10
その日、第六おさかなちゃんパラダイスの幹部達は揺れに揺れていた。
各おさかなちゃんパラダイスでは明確に縄張りが決めてあり、過去に幾度となく、おさかなちゃんパラダイス同士で揉めていた。とは言っても、おさかなちゃんパラダイス同士で戦力は拮抗しており、第六おさかなちゃんパラダイスの幹部が集う管制室にまで敵の侵入を許してしまったのは今日が初めてのことであった。
しかも相手はエスパーである。
世界に十二ある、おさかなちゃんパラダイスでは、どこにもエスパーがいない。だからこそ実力が拮抗していたのだ。何よりも全力で攻め入れない理由もあった。

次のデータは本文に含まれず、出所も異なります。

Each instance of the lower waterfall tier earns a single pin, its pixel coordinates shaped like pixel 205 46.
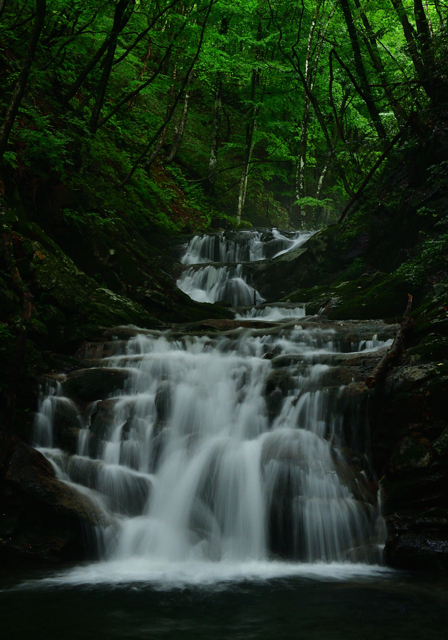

第六おさかなちゃんパラダイスは現在、黒あわびが原因となり元々仲の良くなかった第五おさかなちゃんパラダイスと交戦状態にある。
西京達の侵入で珊瑚姫をはじめとする幹部達の頭をまさかという考えが過ぎった。第五おさかなちゃんパラダイスの連中が、暗黙の了解で誰も使わなかった禁じ手であるエスパーを雇ったのではないか、と。
今、二人のオヤジのせいで、第六おさかなちゃんパラダイスは第六おさかなちゃんインフェルノと化していたのだ。
珊瑚姫の護衛に当たっていた屈強なロブスターたちが、珊瑚姫の号令を受けチョンカ達をめがけて迫っていた。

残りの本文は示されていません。